Every year, the sky comes to life with migratory birds that line up and draw impressive V-shapes. The energetic efficiency of this flying technique is explained by the existence of a wake in a region behind every individual and that each can perceive. Just like birds, airplanes also leave a wake consisting of two parallel vortices made visible in the sky by the condensation trails of the engines. Are airplanes also able to take advantage of the wake of an aircraft in front of them? This thesis is dedicated to bringing some answers to that question by focusing on the concept of extended formation flight, and by studying its impact on the air traffic management.

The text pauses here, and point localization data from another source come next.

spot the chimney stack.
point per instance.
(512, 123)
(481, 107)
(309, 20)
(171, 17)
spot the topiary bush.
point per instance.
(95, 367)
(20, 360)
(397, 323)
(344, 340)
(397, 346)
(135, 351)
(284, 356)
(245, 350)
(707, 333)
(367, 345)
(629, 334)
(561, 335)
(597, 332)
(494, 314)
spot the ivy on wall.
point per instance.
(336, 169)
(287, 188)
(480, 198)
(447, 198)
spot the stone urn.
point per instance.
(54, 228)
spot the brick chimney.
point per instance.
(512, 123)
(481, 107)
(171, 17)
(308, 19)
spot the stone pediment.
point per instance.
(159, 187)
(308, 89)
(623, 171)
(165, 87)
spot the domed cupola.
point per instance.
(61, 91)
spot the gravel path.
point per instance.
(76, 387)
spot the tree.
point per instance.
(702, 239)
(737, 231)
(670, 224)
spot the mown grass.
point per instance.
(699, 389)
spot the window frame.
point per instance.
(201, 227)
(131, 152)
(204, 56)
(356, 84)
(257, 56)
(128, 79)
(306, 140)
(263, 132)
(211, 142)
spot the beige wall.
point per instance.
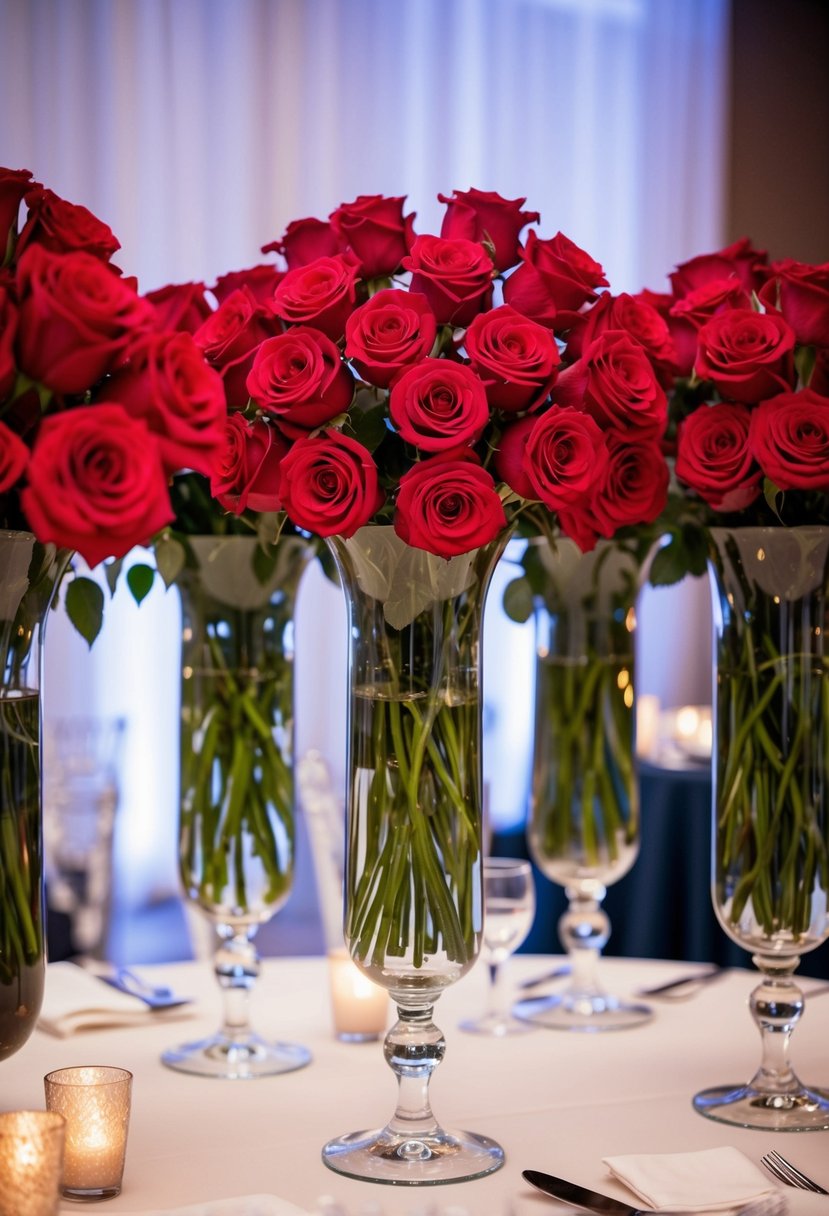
(779, 156)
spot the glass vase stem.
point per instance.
(413, 1048)
(236, 964)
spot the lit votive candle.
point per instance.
(30, 1163)
(95, 1102)
(360, 1008)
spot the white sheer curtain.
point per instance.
(199, 128)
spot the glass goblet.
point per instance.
(508, 915)
(236, 828)
(584, 823)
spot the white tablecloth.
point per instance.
(556, 1101)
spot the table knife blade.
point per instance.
(579, 1197)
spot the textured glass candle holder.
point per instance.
(95, 1102)
(30, 1163)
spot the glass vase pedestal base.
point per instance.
(413, 1160)
(590, 1012)
(236, 1059)
(802, 1110)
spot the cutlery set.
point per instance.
(604, 1205)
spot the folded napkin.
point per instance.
(75, 1000)
(709, 1180)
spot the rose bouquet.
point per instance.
(83, 468)
(749, 444)
(450, 387)
(99, 406)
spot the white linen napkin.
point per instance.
(709, 1180)
(75, 1000)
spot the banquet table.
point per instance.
(556, 1101)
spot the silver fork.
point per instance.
(789, 1174)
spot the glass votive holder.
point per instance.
(360, 1008)
(95, 1102)
(30, 1163)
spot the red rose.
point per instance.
(65, 228)
(322, 293)
(739, 260)
(376, 231)
(7, 331)
(75, 319)
(455, 276)
(230, 338)
(616, 384)
(180, 307)
(635, 487)
(515, 358)
(181, 399)
(261, 282)
(746, 354)
(714, 456)
(553, 281)
(390, 331)
(801, 293)
(706, 300)
(13, 185)
(789, 438)
(96, 483)
(565, 457)
(438, 404)
(248, 473)
(449, 505)
(13, 457)
(485, 217)
(508, 459)
(683, 335)
(300, 378)
(689, 314)
(638, 319)
(304, 241)
(328, 484)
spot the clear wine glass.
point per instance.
(508, 915)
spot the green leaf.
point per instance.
(368, 427)
(518, 601)
(84, 607)
(112, 572)
(269, 527)
(264, 563)
(697, 549)
(670, 563)
(170, 558)
(140, 580)
(773, 496)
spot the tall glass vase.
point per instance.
(771, 794)
(236, 828)
(584, 823)
(413, 893)
(29, 573)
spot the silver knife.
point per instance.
(579, 1195)
(772, 1204)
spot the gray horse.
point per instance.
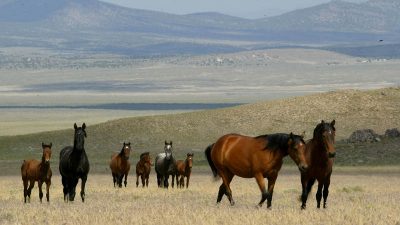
(165, 166)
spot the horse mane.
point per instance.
(143, 154)
(319, 129)
(275, 141)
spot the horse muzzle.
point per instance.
(303, 168)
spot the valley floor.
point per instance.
(355, 198)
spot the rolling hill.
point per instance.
(352, 110)
(93, 27)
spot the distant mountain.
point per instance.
(374, 16)
(93, 26)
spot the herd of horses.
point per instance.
(232, 154)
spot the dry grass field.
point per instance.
(357, 196)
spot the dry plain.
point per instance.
(365, 196)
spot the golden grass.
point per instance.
(365, 198)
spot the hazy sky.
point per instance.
(242, 8)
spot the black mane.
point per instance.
(278, 141)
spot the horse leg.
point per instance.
(326, 189)
(48, 183)
(83, 184)
(114, 178)
(261, 184)
(126, 179)
(65, 188)
(143, 181)
(40, 183)
(319, 193)
(226, 179)
(271, 184)
(25, 181)
(72, 187)
(306, 186)
(31, 185)
(166, 184)
(187, 181)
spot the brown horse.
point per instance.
(40, 171)
(120, 165)
(320, 152)
(143, 168)
(257, 157)
(184, 169)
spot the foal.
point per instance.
(143, 168)
(184, 169)
(33, 170)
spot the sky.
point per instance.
(250, 9)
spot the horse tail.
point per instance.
(210, 162)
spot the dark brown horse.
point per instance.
(40, 171)
(259, 157)
(120, 165)
(320, 152)
(143, 168)
(184, 169)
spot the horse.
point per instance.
(120, 165)
(143, 168)
(33, 170)
(74, 164)
(320, 152)
(184, 169)
(259, 157)
(165, 166)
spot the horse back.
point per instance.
(243, 155)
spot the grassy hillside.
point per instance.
(352, 110)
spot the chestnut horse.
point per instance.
(40, 171)
(320, 151)
(184, 169)
(143, 168)
(120, 165)
(259, 157)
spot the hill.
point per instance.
(352, 110)
(95, 27)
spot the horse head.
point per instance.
(46, 153)
(189, 160)
(126, 151)
(296, 150)
(168, 150)
(79, 137)
(325, 134)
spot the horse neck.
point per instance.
(187, 168)
(317, 151)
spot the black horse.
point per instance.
(74, 164)
(165, 166)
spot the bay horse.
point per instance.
(184, 169)
(320, 153)
(33, 170)
(74, 164)
(120, 165)
(259, 157)
(165, 165)
(143, 168)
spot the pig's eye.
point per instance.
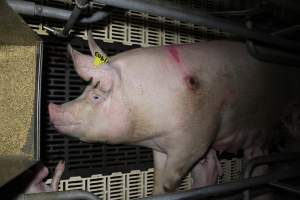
(96, 98)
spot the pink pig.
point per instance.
(183, 101)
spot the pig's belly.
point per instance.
(241, 139)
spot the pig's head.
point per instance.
(99, 114)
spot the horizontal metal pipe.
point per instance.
(32, 9)
(292, 5)
(68, 195)
(215, 190)
(264, 159)
(166, 9)
(288, 30)
(286, 187)
(272, 56)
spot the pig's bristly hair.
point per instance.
(90, 82)
(98, 82)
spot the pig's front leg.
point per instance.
(207, 170)
(177, 164)
(37, 184)
(159, 165)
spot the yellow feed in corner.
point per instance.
(17, 93)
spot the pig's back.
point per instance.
(154, 79)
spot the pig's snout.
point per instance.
(54, 110)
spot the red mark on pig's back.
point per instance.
(174, 54)
(190, 81)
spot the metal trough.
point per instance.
(20, 78)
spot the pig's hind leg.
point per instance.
(207, 170)
(159, 165)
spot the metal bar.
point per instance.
(272, 56)
(32, 9)
(68, 195)
(287, 30)
(211, 191)
(292, 5)
(286, 187)
(264, 160)
(166, 9)
(239, 196)
(73, 18)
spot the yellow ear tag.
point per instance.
(99, 60)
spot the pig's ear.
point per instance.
(93, 45)
(82, 63)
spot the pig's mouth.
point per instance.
(67, 127)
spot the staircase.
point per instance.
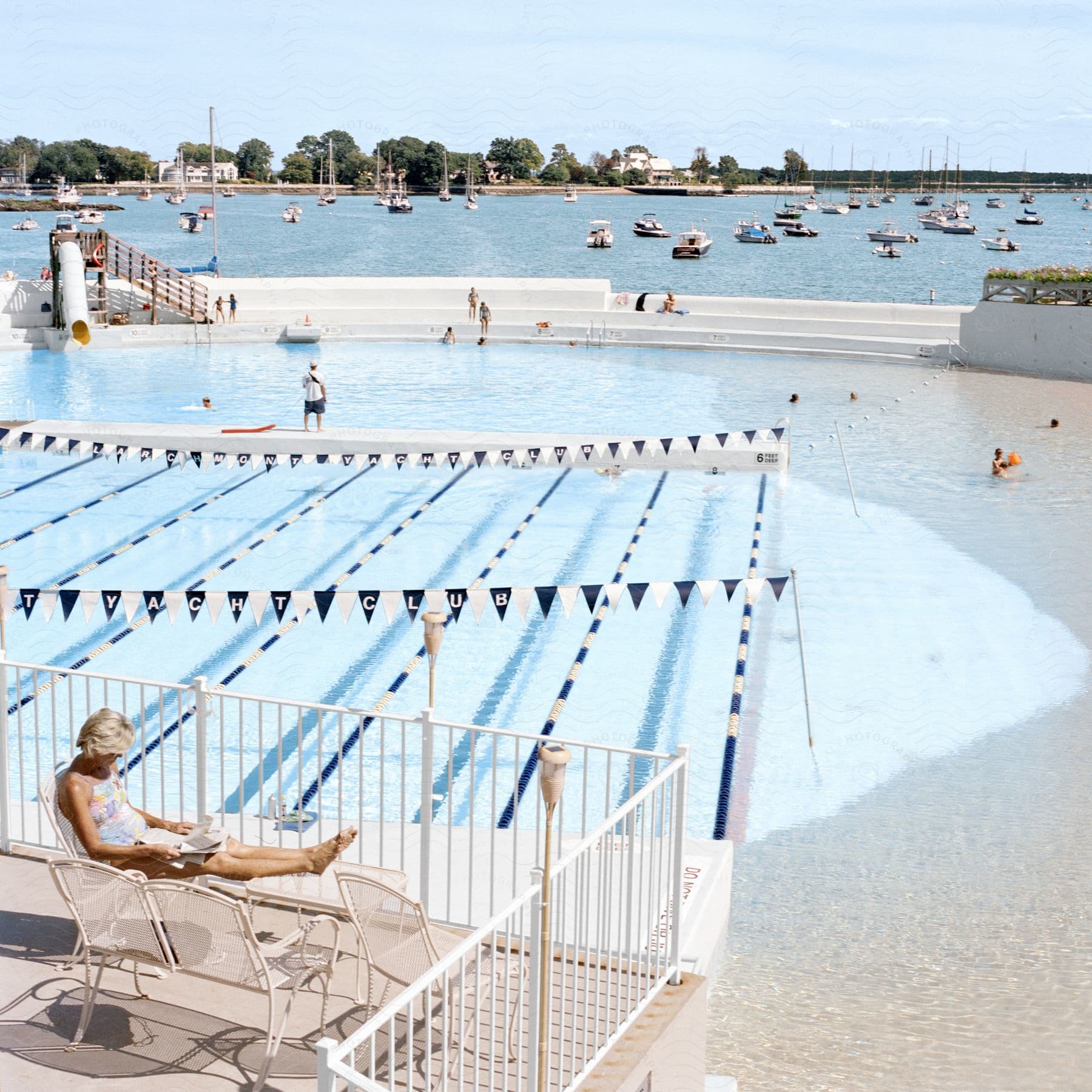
(109, 256)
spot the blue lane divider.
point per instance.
(578, 664)
(46, 477)
(142, 539)
(366, 722)
(132, 627)
(82, 508)
(727, 764)
(289, 626)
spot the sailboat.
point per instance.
(470, 202)
(445, 189)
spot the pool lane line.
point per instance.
(351, 740)
(289, 626)
(132, 627)
(570, 679)
(729, 763)
(82, 508)
(144, 538)
(46, 477)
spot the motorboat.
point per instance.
(889, 233)
(748, 231)
(599, 234)
(1030, 217)
(649, 228)
(693, 244)
(1002, 243)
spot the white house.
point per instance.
(167, 172)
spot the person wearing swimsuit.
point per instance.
(92, 797)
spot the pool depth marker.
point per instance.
(82, 508)
(289, 626)
(727, 764)
(132, 627)
(570, 679)
(351, 740)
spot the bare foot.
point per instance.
(323, 857)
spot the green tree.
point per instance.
(297, 169)
(700, 165)
(254, 160)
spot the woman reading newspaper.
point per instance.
(94, 801)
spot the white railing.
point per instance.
(473, 1020)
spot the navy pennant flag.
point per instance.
(413, 599)
(591, 595)
(69, 600)
(778, 584)
(368, 602)
(545, 599)
(684, 588)
(154, 602)
(323, 601)
(457, 600)
(500, 598)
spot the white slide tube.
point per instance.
(75, 292)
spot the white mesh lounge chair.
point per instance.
(188, 929)
(401, 944)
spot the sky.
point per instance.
(883, 80)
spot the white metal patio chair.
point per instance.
(401, 944)
(188, 929)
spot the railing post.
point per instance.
(534, 980)
(201, 743)
(679, 835)
(427, 734)
(326, 1080)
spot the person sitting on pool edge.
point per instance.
(92, 797)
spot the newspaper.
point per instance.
(194, 846)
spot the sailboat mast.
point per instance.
(212, 176)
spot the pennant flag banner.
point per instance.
(382, 605)
(761, 449)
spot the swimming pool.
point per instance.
(947, 635)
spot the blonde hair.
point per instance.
(106, 732)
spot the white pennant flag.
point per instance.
(174, 602)
(214, 601)
(130, 601)
(345, 602)
(707, 588)
(614, 593)
(89, 601)
(479, 598)
(521, 596)
(568, 595)
(258, 603)
(391, 603)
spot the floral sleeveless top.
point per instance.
(116, 819)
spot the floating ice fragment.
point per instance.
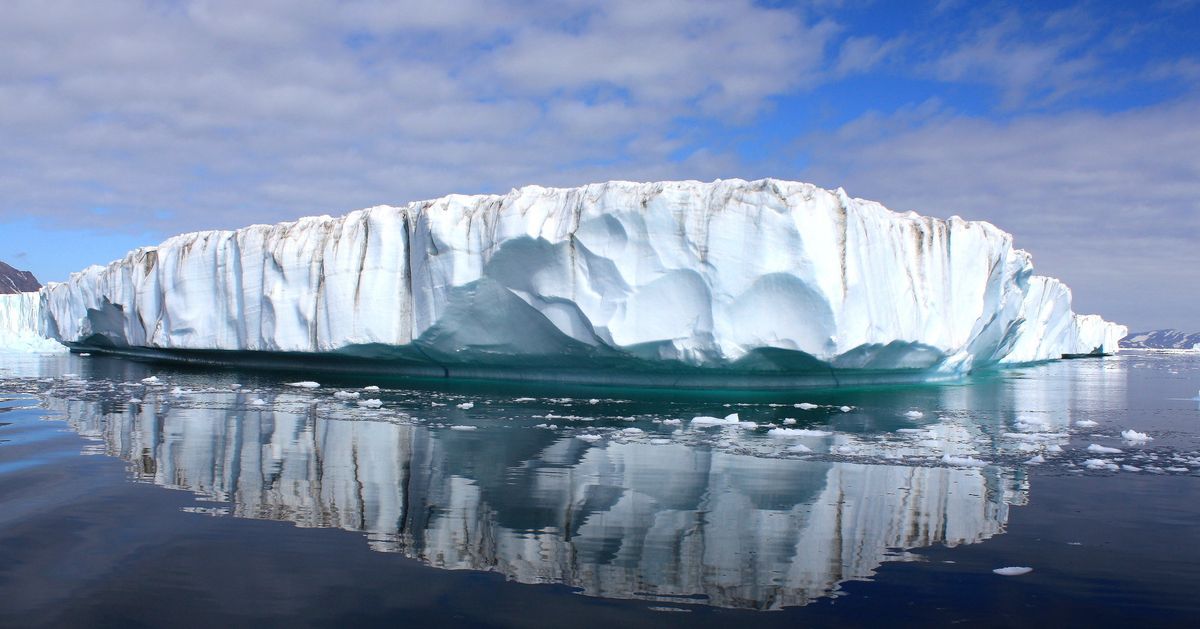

The swirling movement of the air around the leader’s wake encountered by the following aircraft explains the benefits of the formation flight technique. However, this movement can lead to hazardous dynamic effects such as strong rolling moments. If properly controlled, those effects are also disseminated information that can be exploited by the follower in order to detect the position of the leader’s wake. In large eddy simulations, we aim to reproduce all those effects, from the aerodynamics of the aircraft to their six-degrees-of-freedom dynamics. Then, we exploit control and data assimilation tools designed to predict the characteristics of the leader’s wake without requiring direct visual information. We show that the tracking of the wake can be performed using controllers built either from model-based Ensemble Kalman Filters or from model-free Reinforcement Learning techniques. We highlight observability issues related to the prediction of the wake characteristics and we use an appropriate mathematical framework to quantify that observability in order to optimize the wake tracking controllers. Finally, thanks to the development of a methodology that combines both space-developing and time-developing simulations, we study the impact of formation flight on the long-term dynamics of the wake resulting from the two-aircraft formation. We highlight the strong asymmetry of the wake and the impact of the uncertainty of the relative position between the leader and the follower on its dynamics.